Deep Learning Processor IP Core Architecture

Deep Learning HDL Toolbox™ provides a target-independent generic deep learning processor IP core that you can deploy to any custom platform. You can reuse the deep learning processor IP core and share it to accommodate deep neural networks that have various layer sizes and parameters. Use this deep learning processor IP core to rapidly prototype deep neural networks from MATLAB^® and deploy the network to FPGAs.

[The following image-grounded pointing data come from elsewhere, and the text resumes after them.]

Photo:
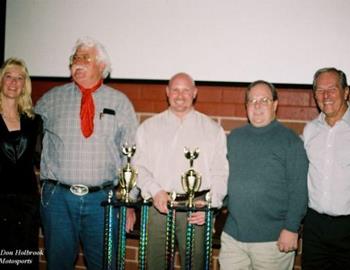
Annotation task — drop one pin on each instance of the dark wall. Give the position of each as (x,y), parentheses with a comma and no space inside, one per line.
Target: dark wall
(2,29)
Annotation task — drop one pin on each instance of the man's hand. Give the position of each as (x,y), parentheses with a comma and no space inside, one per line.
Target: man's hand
(160,201)
(288,241)
(197,218)
(130,219)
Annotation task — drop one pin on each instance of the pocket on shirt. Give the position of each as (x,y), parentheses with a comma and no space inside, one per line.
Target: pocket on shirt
(47,191)
(343,158)
(105,125)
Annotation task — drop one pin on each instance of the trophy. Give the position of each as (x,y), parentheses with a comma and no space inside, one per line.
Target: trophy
(127,175)
(191,180)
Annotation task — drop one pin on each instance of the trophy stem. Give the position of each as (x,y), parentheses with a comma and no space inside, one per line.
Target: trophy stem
(143,236)
(122,238)
(189,244)
(107,239)
(208,238)
(170,238)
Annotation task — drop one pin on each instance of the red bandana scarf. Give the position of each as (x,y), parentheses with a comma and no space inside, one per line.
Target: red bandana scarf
(87,109)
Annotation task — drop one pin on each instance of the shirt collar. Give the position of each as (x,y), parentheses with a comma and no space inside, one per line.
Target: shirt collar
(186,118)
(345,118)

This image shows the deep learning processor IP core architecture:

To illustrate the deep learning processor IP core architecture, consider an image classification example.

DDR Memory

You can store the input images, weights, and output images in the external DDR memory. The processor consists of three AXI4 master interfaces that communicate with the external memory. You can use one of the AXI4 Master interfaces to load the input images onto the processing modules. The compile method generates the weight data. To retrieve the activation data from the DDR , see External Memory Data Format. You can write the weight data to a deployment file and use the deployment file to initialize the generated deep learning processor. For more information, see Initialize Deployed Deep Learning Processor Without Using a MATLAB Connection.

Memory Access Arbitrator Modules

The activation and weight memory access arbitrator modules use AXI Master interface to read and write weights and activation data to and from the processing modules. The profiler AXI Master interface reads and writes profiler timing data and instructions to the profiler module.

Convolution Kernel

The Conv Kernel implements layers that have a convolution layer output format. The two AXI4 master interfaces provide the weights and activations for the layer to the Conv Kernel. The Conv Kernel then performs the implemented layer operation on the input image. This kernel is generic because it can support tensors and shapes of various sizes. For a list of layers with the conv output format, see Supported Layers. For a list of the conv kernel properties, see dlhdl.ProcessorConfig.

Top-Level Scheduler Module

The top-level scheduler module schedules what instructions to run, what data to read from DDR, and when to read the data from DDR. The scheduler module acts as the central computer in a distributed computer architecture that distributes instructions to the processing modules. For example, if the network has a convolution layer, fully connected layer, and a multiplication layer the scheduler:

Schedules the processing and data read instructions for the convolution layer and sends them to the conv kernel.
Schedules the processing and data read instructions for the fully connected layer and sends them to the FC kernel.
Schedules the processing and data read instructions for the multiplication layer and sends them to the custom kernel.

Fully Connected Kernel

The fully connected (FC) kernel implements layers that have a fully connected layer output format. The two AXI4 master interfaces provide the weights and activations to the FC Kernel. The FC Kernel then performs the fully-connected layer operation on the input image. This kernel is also generic because it can support tensors and shapes of various sizes. For a list of layers with FC output format, see Supported Layers. For a list of the FC Kernel properties, see dlhdl.ProcessorConfig.

Custom Kernel

The custom kernel module implements layers that are registered as a custom layer by using the registerCustomLayer method. To learn how to create, register, and validate your own custom layers, see Register, Validate, and Deploy Custom Natural Logarithm Layer Network to FPGA. For example, the addition layer, multiplication layer, resize2dlayer, and so on are implemented on the custom kernel module. For a list of layers implemented on this module, see Supported Layers. For a list of the Custom Kernel properties, see dlhdl.ProcessorConfig.

Profiler Utilities

When you set the Profiler argument of the predict or predictAndUpdateState methods to on, the profiler module collects information from the kernel, such as the Conv Kernel start and stop times, FC Kernel start and stop times, and so on. The profiler module uses this information to create a profiler table with these results. For more information, see Profile Inference Run.